Reputation: 11170
I have a 37456153 rows x 3 columns Pandas dataframe consisting of the following columns: [Timestamp, Span, Elevation]
. Each Timestamp
value has approximately 62000 rows of Span
and Elevation
data, which looks like (when filtered for Timestamp = 17210
, as an example):
Timestamp Span Elevation
94614 17210 -0.019766 36.571
94615 17210 -0.019656 36.453
94616 17210 -0.019447 36.506
94617 17210 -0.018810 36.507
94618 17210 -0.017883 36.502
... ... ... ...
157188 17210 91.004000 33.493
157189 17210 91.005000 33.501
157190 17210 91.010000 33.497
157191 17210 91.012000 33.500
157192 17210 91.013000 33.503
As seen above, the Span
data is not equal spaced, which I actually need it to be. So I came up with the following code to convert it into an equal spaced format. I know the start
and end
locations I'd like to analyze. Then I defined a delta
parameter as my increment. I created a numpy array called mesh
, which holds the equal spaced Span
data I would like to end up with. Finally, I decided the iterate over the dataframe for a given TimeStamp
(17300 in the code) to test how fast it would work. The for loop in the code calculates average Elevation
values for a +/- 0.5delta
range at each increment.
My problem is: it takes 603 ms to filter through dataframe and calculate the average Elevation
at a single iteration. For the given parameters, I have to go through 9101 iterations, resulting in approximately 1.5 hrs of computing time for this loop to end. Moreover, this is for a single Timestamp
value, and I have 600 of them (900 hrs to do all?!).

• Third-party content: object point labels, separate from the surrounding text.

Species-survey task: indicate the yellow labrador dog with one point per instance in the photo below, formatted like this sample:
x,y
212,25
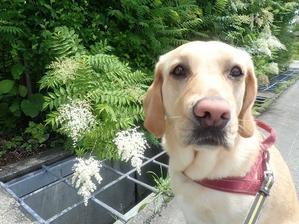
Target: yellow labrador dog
x,y
200,104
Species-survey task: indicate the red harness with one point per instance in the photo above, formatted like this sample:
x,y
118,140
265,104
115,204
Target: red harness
x,y
249,184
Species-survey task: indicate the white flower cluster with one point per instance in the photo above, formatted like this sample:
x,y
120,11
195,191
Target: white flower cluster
x,y
84,170
272,68
76,118
131,145
266,43
65,69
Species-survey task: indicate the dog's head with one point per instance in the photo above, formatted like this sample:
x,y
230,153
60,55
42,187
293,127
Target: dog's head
x,y
202,94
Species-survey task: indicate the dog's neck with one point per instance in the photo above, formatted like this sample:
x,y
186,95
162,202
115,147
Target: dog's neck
x,y
211,163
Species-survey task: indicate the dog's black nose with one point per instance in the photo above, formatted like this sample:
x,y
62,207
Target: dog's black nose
x,y
212,112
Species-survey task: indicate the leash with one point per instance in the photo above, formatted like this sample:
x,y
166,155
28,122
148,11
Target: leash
x,y
257,205
264,191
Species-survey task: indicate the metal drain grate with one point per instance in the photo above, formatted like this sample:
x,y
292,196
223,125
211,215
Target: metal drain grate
x,y
49,197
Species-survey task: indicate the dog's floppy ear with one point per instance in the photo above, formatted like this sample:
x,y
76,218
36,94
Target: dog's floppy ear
x,y
153,105
246,120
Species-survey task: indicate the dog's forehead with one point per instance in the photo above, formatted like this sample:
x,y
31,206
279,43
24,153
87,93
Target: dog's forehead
x,y
212,51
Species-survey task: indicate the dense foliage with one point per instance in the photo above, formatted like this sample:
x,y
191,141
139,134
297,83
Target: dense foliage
x,y
103,52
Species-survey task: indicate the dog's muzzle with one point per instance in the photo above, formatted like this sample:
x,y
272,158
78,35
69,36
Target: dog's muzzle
x,y
211,116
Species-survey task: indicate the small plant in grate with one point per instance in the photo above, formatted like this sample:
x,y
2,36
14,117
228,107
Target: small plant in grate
x,y
84,172
131,145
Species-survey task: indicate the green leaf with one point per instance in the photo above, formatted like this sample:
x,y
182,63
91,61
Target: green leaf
x,y
6,85
17,70
14,107
32,106
22,90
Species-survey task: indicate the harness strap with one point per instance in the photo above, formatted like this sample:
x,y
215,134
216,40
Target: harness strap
x,y
257,205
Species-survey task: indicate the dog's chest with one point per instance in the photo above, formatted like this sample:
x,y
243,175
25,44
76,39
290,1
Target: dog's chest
x,y
206,206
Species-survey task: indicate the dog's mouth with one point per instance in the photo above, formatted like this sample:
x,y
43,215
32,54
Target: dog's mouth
x,y
212,136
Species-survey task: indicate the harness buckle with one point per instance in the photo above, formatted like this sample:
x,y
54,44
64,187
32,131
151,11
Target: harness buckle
x,y
268,177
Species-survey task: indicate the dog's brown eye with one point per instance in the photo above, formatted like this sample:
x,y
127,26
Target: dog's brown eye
x,y
179,71
236,72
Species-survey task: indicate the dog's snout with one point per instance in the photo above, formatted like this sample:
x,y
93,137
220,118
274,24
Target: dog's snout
x,y
212,112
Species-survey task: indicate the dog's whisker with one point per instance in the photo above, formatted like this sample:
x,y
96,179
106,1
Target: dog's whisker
x,y
173,117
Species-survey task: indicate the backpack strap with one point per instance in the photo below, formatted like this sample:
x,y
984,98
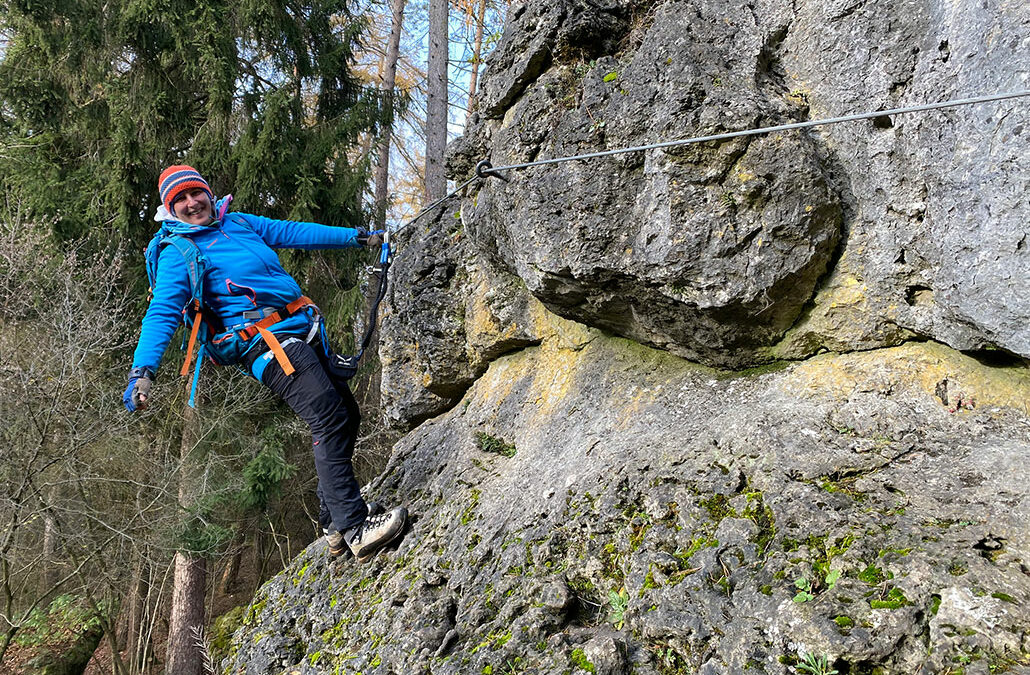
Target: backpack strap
x,y
195,268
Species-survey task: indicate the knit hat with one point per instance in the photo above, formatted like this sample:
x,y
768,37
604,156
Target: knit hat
x,y
178,178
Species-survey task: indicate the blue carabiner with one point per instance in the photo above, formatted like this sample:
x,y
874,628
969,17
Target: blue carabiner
x,y
384,251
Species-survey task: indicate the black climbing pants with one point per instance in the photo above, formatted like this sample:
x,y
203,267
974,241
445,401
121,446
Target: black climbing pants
x,y
329,408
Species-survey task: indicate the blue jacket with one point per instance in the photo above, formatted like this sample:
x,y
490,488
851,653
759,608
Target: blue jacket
x,y
243,273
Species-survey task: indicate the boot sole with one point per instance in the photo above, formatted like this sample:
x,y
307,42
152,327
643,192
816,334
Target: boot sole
x,y
374,509
390,538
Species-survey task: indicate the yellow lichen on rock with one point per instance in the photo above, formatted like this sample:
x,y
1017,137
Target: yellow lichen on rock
x,y
923,366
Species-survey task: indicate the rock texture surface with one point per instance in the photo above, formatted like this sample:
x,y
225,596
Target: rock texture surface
x,y
593,488
592,501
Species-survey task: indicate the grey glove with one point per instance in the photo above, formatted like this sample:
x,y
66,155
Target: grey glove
x,y
140,381
370,239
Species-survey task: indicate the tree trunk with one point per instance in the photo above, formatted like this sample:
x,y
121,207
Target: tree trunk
x,y
50,574
183,655
477,49
136,639
388,85
436,108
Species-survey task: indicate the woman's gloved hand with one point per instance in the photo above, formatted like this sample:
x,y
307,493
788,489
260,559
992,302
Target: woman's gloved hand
x,y
140,381
370,239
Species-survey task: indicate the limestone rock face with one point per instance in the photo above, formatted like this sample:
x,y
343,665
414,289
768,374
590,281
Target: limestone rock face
x,y
594,502
709,251
709,409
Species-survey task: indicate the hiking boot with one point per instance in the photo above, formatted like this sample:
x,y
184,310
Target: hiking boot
x,y
376,532
335,538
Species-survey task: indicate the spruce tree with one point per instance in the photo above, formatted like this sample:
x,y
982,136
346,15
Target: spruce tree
x,y
97,98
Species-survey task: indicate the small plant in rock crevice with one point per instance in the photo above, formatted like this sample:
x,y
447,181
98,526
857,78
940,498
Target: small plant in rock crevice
x,y
813,665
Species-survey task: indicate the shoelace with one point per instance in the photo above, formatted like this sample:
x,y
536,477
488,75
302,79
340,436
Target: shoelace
x,y
372,522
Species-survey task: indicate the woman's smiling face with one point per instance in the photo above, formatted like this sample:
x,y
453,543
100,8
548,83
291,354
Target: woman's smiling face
x,y
194,206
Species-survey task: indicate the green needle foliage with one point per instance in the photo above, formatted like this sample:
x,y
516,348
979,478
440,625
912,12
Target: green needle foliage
x,y
98,96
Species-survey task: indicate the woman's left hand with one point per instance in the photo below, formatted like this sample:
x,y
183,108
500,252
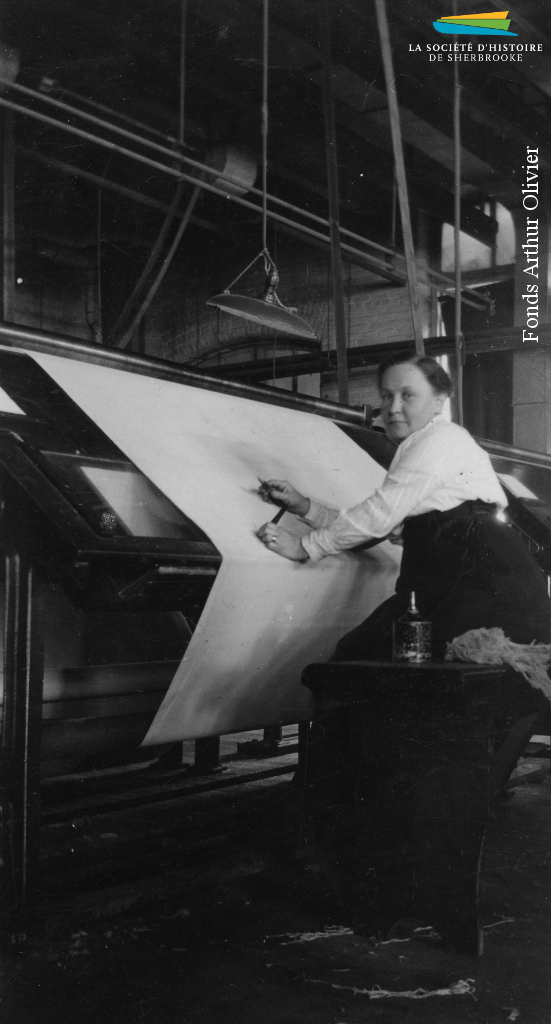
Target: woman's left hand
x,y
282,542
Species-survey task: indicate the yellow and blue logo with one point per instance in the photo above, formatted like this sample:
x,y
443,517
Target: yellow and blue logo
x,y
495,24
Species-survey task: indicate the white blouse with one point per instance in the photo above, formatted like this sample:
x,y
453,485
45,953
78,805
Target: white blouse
x,y
435,468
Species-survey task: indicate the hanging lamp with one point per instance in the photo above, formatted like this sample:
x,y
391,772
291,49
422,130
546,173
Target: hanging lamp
x,y
267,310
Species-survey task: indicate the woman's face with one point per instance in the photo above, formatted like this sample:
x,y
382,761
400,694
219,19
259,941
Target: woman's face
x,y
408,400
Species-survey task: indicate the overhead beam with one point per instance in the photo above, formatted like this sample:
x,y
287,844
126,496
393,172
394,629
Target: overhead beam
x,y
497,341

Is there any way that I can speed up this loop? Thanks a lot for any input!
# MESH GENERATION
start = 0
end = 91
delta = 0.01
mesh = np.linspace(start,end, num=(end/delta + 1))
elevation_list =[]
#Loop below will take forever to run, any idea about how to optimize it?!
for current_loc in mesh:
average_elevation = np.average(df[(df.Timestamp == 17300) &
(df.Span > current_loc - delta/2) &
(df.Span < current_loc + delta/2)].Span)
elevation_list.append(average_elevation)
Upvotes: 3
Views: 3287
Reputation: 67427
You can vectorize the whole thing using np.searchsorted
. I am not much of a pandas user, but something like this should work, and runs reasonably fast on my system. Using chrisb's dummy data:
In [8]: %%timeit
...: mesh = np.linspace(start, end, num=(end/delta + 1))
...: midpoints = (mesh[:-1] + mesh[1:]) / 2
...: idx = np.searchsorted(midpoints, df.Span)
...: averages = np.bincount(idx, weights=df.Elevation, minlength=len(mesh))
...: averages /= np.bincount(idx, minlength=len(mesh))
...:
100 loops, best of 3: 5.62 ms per loop
That is about 3500x faster than your code:
In [12]: %%timeit
...: mesh = np.linspace(start, end, num=(end/delta + 1))
...: elevation_list =[]
...: for current_loc in mesh:
...: average_elevation = np.average(df[(df.Span > current_loc - delta/2) &
...: (df.Span < current_loc + delta/2)].Span)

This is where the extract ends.